Summation of 'for loop' with conditional?

Question

I am trying to convert instances of nested 'for' loops into a summation expression. The current code fragment I have is:

for i = 1 to n:
    for j = 1 to n:
        if (i*j >= n):
            for k = 1 to n:
                sum++
        endif

Basically, the 'if' conditional is confusing me. I know that the loops prior will be called n^2 times, but the third loop is only called when $i*j >= n$. How would I write the third summation to account for this, and then evaluate the overall loop's time complexity?

Answer 1

Hint:

The "for" cycle in $k$ is very easy to turn into something simpler...

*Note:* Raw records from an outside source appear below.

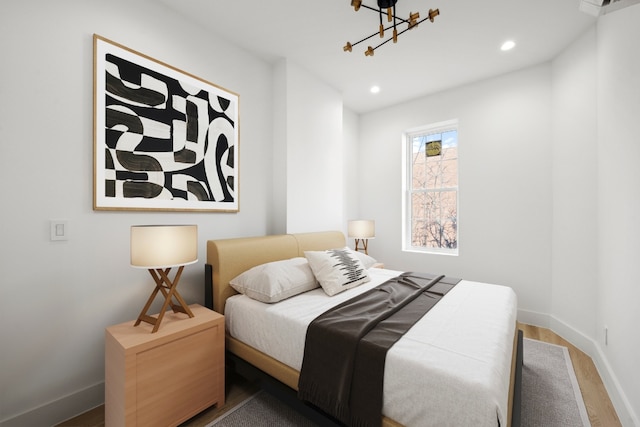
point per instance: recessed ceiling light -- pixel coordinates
(508, 45)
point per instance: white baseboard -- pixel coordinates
(623, 407)
(60, 409)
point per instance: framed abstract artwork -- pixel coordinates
(163, 139)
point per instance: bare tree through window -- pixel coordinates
(433, 189)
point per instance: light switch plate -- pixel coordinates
(59, 229)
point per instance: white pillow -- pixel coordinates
(275, 281)
(337, 269)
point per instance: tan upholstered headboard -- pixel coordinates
(230, 257)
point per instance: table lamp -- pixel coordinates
(362, 230)
(159, 248)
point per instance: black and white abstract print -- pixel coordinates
(166, 140)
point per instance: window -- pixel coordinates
(430, 222)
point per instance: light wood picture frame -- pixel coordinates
(163, 139)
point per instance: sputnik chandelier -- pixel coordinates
(390, 6)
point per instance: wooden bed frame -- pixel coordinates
(228, 258)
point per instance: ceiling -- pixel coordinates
(462, 45)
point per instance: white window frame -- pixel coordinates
(407, 176)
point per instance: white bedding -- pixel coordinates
(452, 368)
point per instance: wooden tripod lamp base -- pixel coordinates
(362, 230)
(159, 248)
(168, 289)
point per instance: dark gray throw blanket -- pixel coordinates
(345, 349)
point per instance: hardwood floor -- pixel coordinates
(599, 406)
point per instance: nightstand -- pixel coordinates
(166, 377)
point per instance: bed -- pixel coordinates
(475, 352)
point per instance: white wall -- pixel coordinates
(315, 154)
(59, 296)
(574, 152)
(504, 177)
(618, 198)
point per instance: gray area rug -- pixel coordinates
(550, 392)
(262, 409)
(550, 396)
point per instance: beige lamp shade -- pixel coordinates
(163, 246)
(362, 229)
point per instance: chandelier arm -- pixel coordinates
(391, 38)
(366, 38)
(384, 42)
(379, 11)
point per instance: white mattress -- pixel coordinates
(452, 368)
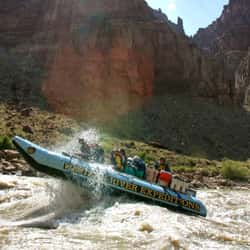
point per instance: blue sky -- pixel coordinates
(195, 13)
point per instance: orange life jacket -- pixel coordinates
(165, 177)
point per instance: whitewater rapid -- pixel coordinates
(48, 213)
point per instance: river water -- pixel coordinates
(48, 213)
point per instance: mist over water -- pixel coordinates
(48, 213)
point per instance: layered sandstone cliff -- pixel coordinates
(226, 41)
(98, 56)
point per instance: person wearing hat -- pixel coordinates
(163, 165)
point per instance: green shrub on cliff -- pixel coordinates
(234, 170)
(5, 143)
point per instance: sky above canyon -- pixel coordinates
(195, 13)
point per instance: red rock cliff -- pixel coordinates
(227, 40)
(100, 57)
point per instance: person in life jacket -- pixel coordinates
(140, 167)
(97, 153)
(84, 148)
(163, 165)
(119, 159)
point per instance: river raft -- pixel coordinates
(90, 176)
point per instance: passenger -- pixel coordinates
(84, 148)
(130, 168)
(165, 176)
(140, 167)
(163, 165)
(151, 173)
(118, 159)
(98, 153)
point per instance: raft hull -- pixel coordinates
(90, 176)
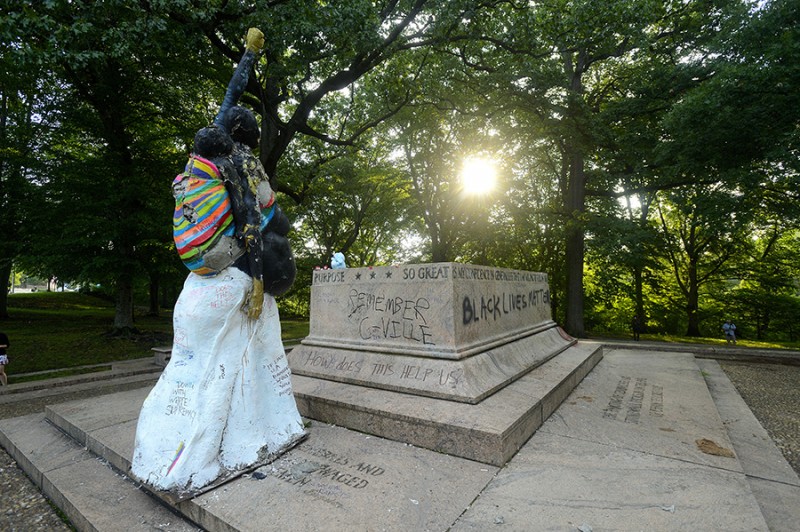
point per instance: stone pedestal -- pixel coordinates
(450, 331)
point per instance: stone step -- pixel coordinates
(93, 495)
(141, 369)
(490, 432)
(643, 442)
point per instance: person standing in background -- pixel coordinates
(3, 358)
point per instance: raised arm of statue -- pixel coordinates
(238, 83)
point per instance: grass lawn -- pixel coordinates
(49, 330)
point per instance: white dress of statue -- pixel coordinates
(224, 403)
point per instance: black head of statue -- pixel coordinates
(242, 125)
(212, 142)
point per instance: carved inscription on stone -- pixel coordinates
(326, 474)
(401, 372)
(631, 397)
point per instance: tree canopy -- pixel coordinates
(646, 152)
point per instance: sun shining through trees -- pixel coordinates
(478, 175)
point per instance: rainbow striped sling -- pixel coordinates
(203, 213)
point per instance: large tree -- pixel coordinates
(115, 138)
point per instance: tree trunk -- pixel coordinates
(574, 203)
(692, 301)
(123, 315)
(153, 311)
(638, 296)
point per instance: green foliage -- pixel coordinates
(659, 139)
(50, 331)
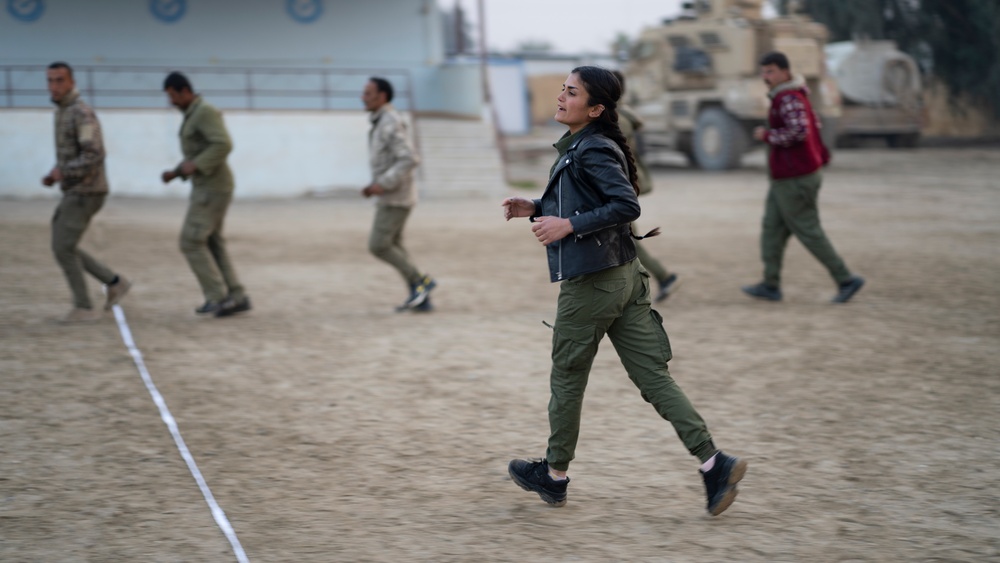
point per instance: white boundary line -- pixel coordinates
(168, 419)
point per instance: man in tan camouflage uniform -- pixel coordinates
(392, 161)
(79, 170)
(205, 144)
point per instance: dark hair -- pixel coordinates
(621, 79)
(177, 82)
(775, 58)
(604, 89)
(60, 64)
(382, 85)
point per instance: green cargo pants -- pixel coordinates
(70, 221)
(791, 209)
(386, 241)
(615, 302)
(204, 248)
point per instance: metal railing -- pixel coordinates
(249, 88)
(244, 88)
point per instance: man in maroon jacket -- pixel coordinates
(795, 156)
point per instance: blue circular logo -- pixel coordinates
(304, 11)
(168, 11)
(25, 10)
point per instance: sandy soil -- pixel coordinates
(330, 428)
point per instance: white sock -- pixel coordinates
(708, 465)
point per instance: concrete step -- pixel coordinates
(458, 157)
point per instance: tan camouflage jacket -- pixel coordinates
(79, 147)
(206, 142)
(392, 158)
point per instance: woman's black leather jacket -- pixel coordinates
(590, 187)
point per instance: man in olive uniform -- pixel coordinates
(392, 161)
(205, 143)
(630, 124)
(79, 170)
(795, 156)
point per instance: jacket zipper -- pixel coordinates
(559, 199)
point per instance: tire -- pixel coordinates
(719, 140)
(903, 141)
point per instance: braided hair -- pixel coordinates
(604, 88)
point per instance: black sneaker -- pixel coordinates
(420, 292)
(763, 291)
(424, 307)
(667, 287)
(848, 289)
(533, 475)
(209, 308)
(232, 306)
(721, 480)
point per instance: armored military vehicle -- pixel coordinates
(695, 79)
(881, 90)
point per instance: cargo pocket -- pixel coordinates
(661, 334)
(645, 297)
(608, 300)
(573, 346)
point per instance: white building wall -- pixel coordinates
(275, 154)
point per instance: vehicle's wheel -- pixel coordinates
(903, 141)
(719, 140)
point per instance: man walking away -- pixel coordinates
(796, 154)
(79, 171)
(392, 161)
(630, 125)
(205, 144)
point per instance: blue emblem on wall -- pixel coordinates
(304, 11)
(25, 10)
(168, 11)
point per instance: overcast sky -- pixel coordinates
(571, 26)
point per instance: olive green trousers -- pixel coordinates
(204, 247)
(616, 302)
(70, 221)
(791, 209)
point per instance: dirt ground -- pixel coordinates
(330, 428)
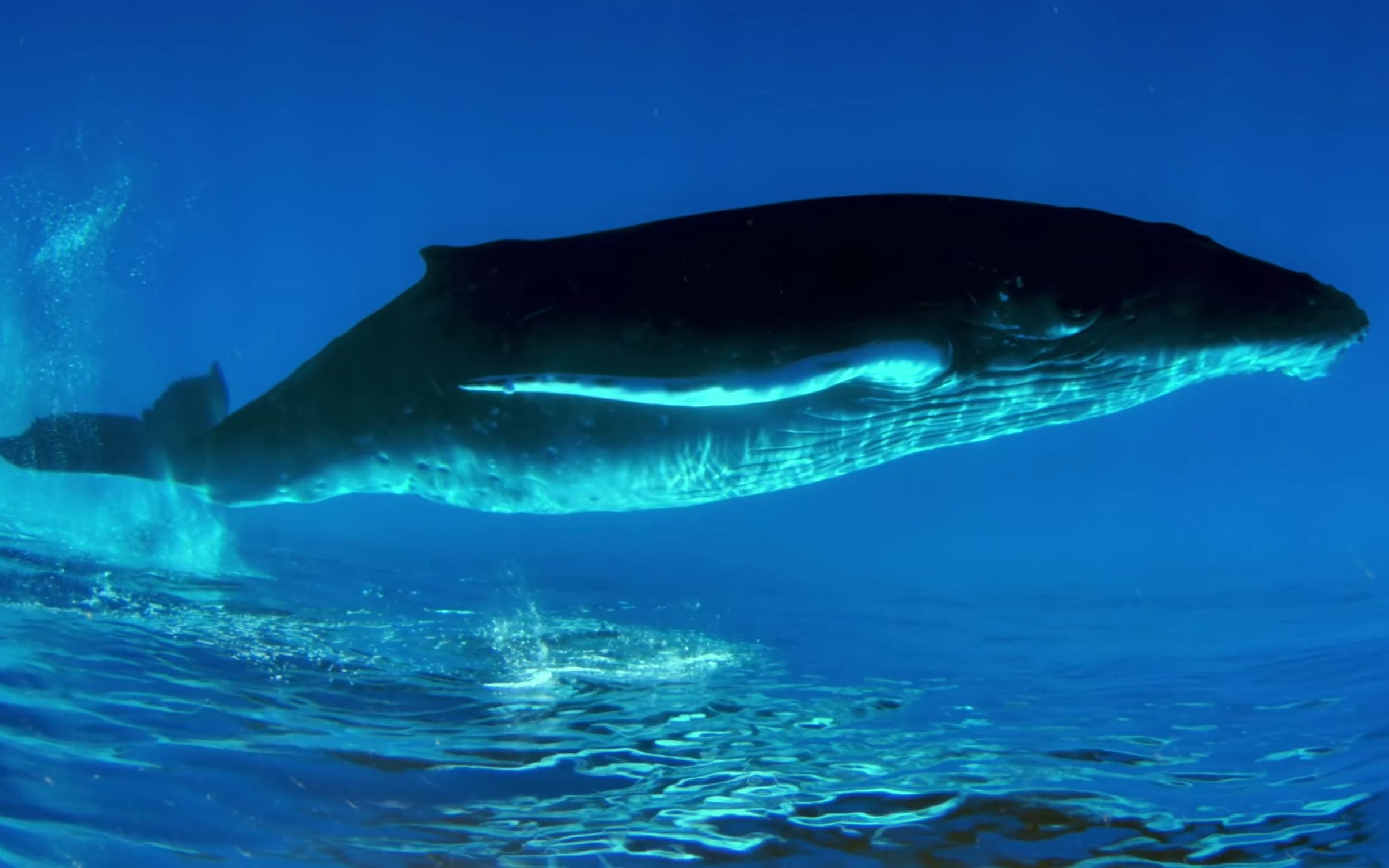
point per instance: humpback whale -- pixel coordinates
(726, 355)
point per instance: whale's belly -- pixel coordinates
(523, 453)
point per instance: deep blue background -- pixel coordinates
(287, 160)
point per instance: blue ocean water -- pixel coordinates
(1151, 639)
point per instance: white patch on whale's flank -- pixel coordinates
(905, 364)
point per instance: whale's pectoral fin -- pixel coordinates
(898, 366)
(123, 445)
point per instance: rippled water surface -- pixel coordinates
(309, 711)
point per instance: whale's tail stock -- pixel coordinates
(123, 445)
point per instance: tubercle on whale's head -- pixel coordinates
(1166, 294)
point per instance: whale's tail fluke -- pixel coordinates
(123, 445)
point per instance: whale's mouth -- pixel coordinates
(898, 364)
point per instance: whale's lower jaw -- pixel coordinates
(656, 458)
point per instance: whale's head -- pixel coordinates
(1160, 298)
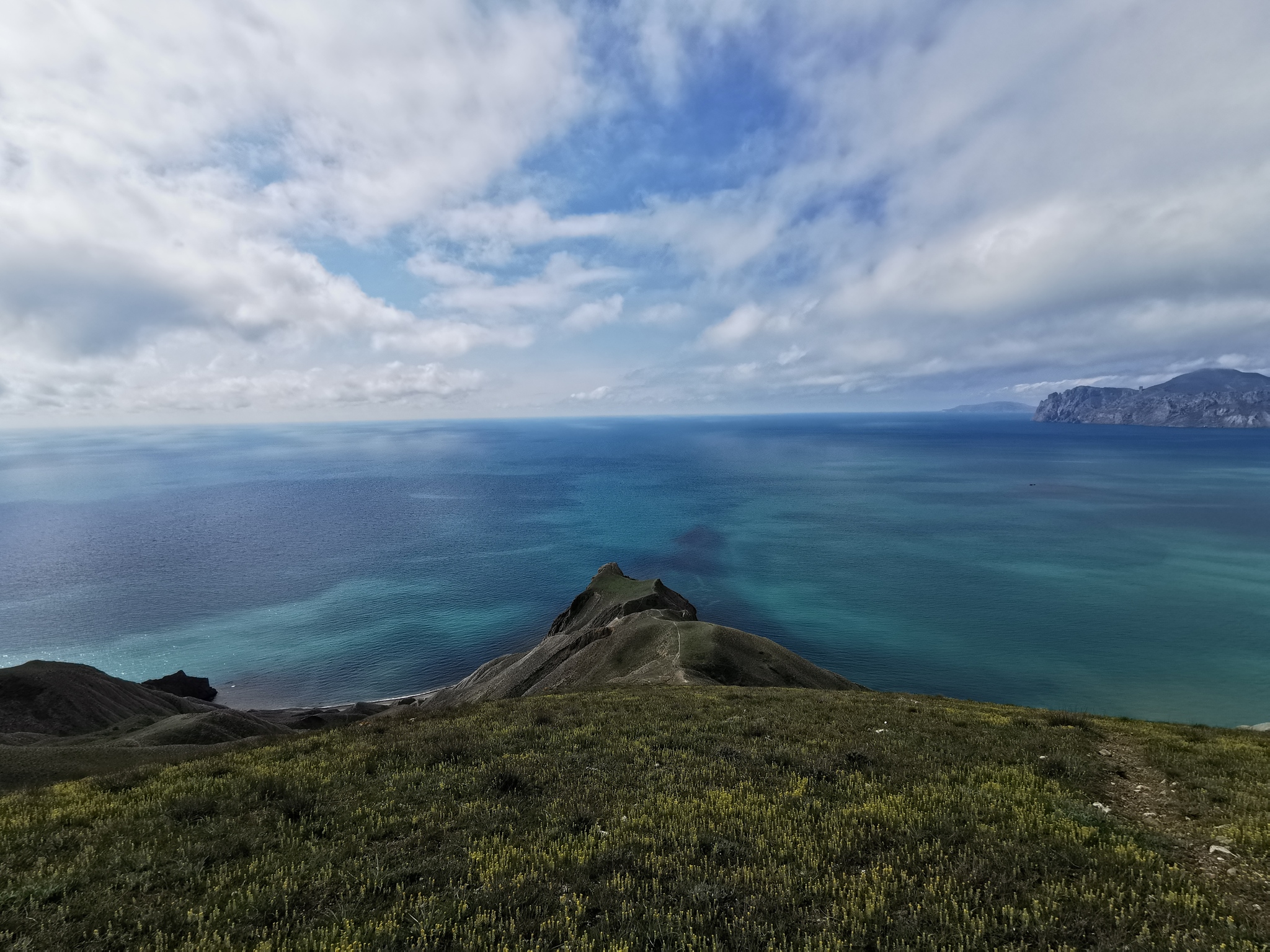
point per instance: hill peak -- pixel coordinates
(1213, 380)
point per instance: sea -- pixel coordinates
(1121, 570)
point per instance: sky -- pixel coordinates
(238, 211)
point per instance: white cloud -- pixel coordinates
(665, 314)
(451, 338)
(984, 190)
(159, 163)
(477, 294)
(593, 314)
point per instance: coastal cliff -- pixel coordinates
(1213, 398)
(631, 631)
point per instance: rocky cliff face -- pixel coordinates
(1215, 398)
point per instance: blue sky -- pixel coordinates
(248, 211)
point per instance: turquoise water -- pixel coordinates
(1113, 569)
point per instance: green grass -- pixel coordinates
(662, 818)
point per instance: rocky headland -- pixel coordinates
(61, 720)
(1213, 398)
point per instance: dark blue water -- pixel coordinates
(1113, 569)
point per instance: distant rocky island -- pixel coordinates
(1212, 398)
(996, 407)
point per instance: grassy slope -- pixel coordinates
(677, 818)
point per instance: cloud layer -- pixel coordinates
(471, 208)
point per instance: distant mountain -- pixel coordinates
(996, 407)
(1212, 398)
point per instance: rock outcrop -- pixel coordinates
(630, 631)
(59, 699)
(1214, 398)
(183, 685)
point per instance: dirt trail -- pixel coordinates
(1143, 795)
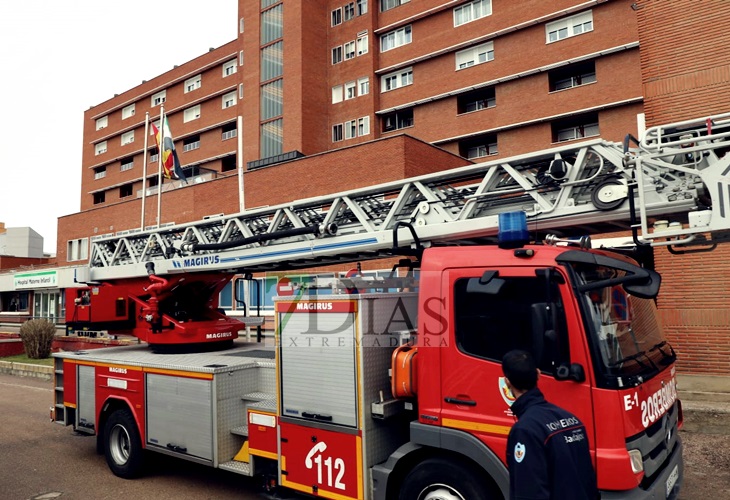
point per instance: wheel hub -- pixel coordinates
(440, 492)
(119, 444)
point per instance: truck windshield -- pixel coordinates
(628, 340)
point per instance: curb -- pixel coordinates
(26, 370)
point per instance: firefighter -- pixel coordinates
(547, 448)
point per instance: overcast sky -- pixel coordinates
(60, 58)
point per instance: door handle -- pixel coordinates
(465, 402)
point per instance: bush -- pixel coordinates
(37, 336)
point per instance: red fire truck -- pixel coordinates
(391, 387)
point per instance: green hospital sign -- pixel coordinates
(35, 280)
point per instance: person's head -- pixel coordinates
(520, 371)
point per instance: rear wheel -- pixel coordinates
(123, 446)
(440, 479)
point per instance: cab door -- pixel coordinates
(494, 311)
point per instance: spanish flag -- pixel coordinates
(170, 162)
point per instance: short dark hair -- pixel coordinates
(520, 369)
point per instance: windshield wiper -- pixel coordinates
(668, 358)
(635, 357)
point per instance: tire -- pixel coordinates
(122, 445)
(440, 479)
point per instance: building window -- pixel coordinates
(363, 126)
(272, 138)
(395, 38)
(77, 249)
(128, 137)
(576, 127)
(349, 9)
(192, 142)
(392, 81)
(362, 44)
(127, 111)
(159, 98)
(192, 113)
(397, 120)
(472, 11)
(100, 148)
(229, 131)
(475, 55)
(272, 99)
(570, 26)
(336, 17)
(336, 94)
(573, 75)
(351, 129)
(391, 4)
(337, 133)
(349, 50)
(363, 85)
(479, 147)
(476, 100)
(350, 90)
(272, 24)
(337, 55)
(229, 99)
(125, 191)
(193, 83)
(272, 61)
(229, 68)
(228, 163)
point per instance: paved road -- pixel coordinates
(41, 460)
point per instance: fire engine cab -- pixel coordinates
(391, 388)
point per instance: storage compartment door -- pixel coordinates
(180, 415)
(86, 411)
(318, 366)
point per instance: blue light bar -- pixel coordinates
(513, 230)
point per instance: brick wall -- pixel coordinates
(376, 162)
(686, 74)
(684, 61)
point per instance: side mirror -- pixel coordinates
(574, 372)
(488, 284)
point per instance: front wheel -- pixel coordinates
(123, 448)
(440, 479)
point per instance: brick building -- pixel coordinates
(341, 94)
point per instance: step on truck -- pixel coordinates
(391, 388)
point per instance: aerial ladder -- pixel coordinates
(671, 188)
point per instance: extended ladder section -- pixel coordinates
(677, 174)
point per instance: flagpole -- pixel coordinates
(160, 147)
(239, 133)
(144, 166)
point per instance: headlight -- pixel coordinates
(637, 464)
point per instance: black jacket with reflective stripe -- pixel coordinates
(548, 452)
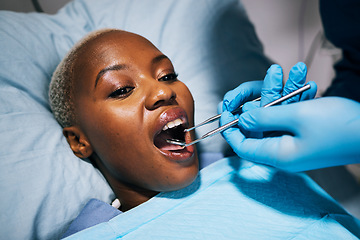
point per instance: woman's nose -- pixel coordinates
(160, 94)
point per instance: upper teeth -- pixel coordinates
(173, 124)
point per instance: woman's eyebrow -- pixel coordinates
(115, 67)
(159, 58)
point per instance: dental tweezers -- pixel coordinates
(232, 123)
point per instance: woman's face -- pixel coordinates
(126, 93)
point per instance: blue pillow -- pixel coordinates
(43, 186)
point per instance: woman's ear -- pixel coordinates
(78, 142)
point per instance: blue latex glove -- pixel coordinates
(324, 132)
(270, 89)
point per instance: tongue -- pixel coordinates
(160, 142)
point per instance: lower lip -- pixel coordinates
(183, 155)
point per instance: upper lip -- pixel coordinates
(169, 115)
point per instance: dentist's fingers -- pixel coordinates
(275, 118)
(310, 93)
(243, 93)
(272, 87)
(297, 78)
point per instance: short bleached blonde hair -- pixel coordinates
(61, 89)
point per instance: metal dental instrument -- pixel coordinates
(232, 123)
(216, 117)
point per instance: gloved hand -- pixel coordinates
(271, 89)
(321, 133)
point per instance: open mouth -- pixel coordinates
(172, 130)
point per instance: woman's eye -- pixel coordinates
(169, 77)
(121, 92)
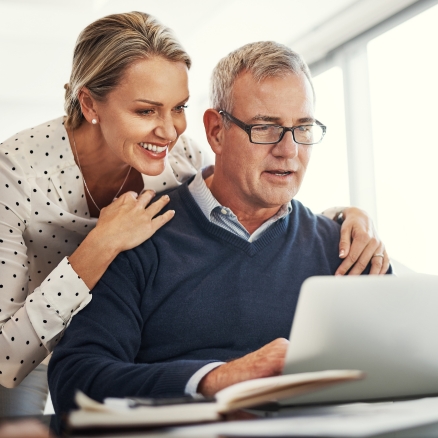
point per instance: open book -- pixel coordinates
(123, 413)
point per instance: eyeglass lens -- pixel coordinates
(307, 134)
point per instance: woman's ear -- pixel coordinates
(214, 129)
(88, 106)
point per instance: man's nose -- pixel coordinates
(287, 147)
(166, 128)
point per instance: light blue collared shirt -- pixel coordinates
(225, 218)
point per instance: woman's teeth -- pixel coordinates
(153, 147)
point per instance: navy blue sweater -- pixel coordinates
(192, 294)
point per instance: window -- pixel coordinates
(326, 181)
(403, 75)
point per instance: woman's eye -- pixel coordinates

As for the other parts, see if you can split the problem into easier steps. For example, what happens for $i=1$? And what happens for $i=2$? And $i=3$? And...

Answer 2

We obtain \begin{align*} \color{blue}{\sum_{i=1}^n}&\color{blue}{\sum_{j=1}^n[i j\geq n]\sum_{k=1}^n1}\tag{1}\\ &=n\sum_{i=1}^n\sum_{j=1}^n[i j\geq n]\\ &=n\left(\sum_{i=1}^n\sum_{{j=\left\lfloor n/i \right\rfloor}\atop{i\mid n}}^n1+\sum_{i=1}^n\sum_{{j=\left\lfloor n/i \right\rfloor+1}\atop{i\not \mid n}}^n1\right)\tag{2}\\ &=n\left(\sum_{i=1}^n\sum_{j=\left\lfloor n/i \right\rfloor+1}^n1+\sum_{{i=1}\atop{i\mid n}}^n1\right)\\ &=n\left(\sum_{i=1}^n\left(n-\left\lfloor\frac{n}{i}\right\rfloor\right)+\tau(n)\right)\tag{3}\\ &=n\left(n^2-\sum_{i=1}^n\left\lfloor\frac{n}{i}\right\rfloor+\tau(n)\right)\\ &\,\,\color{blue}{=n\left(n^2-\sum_{i=1}^{n-1}\tau(i)\right)}\tag{4}\\ &\,\,\color{blue}{\sim n^3-n^2\left(\log n+2\gamma-1\right)+O\left(n^{3/2}\right)}\tag{5} \end{align*}

Comment:

• In (1) we use Iverson brackets to represent the condition $ij\geq n$.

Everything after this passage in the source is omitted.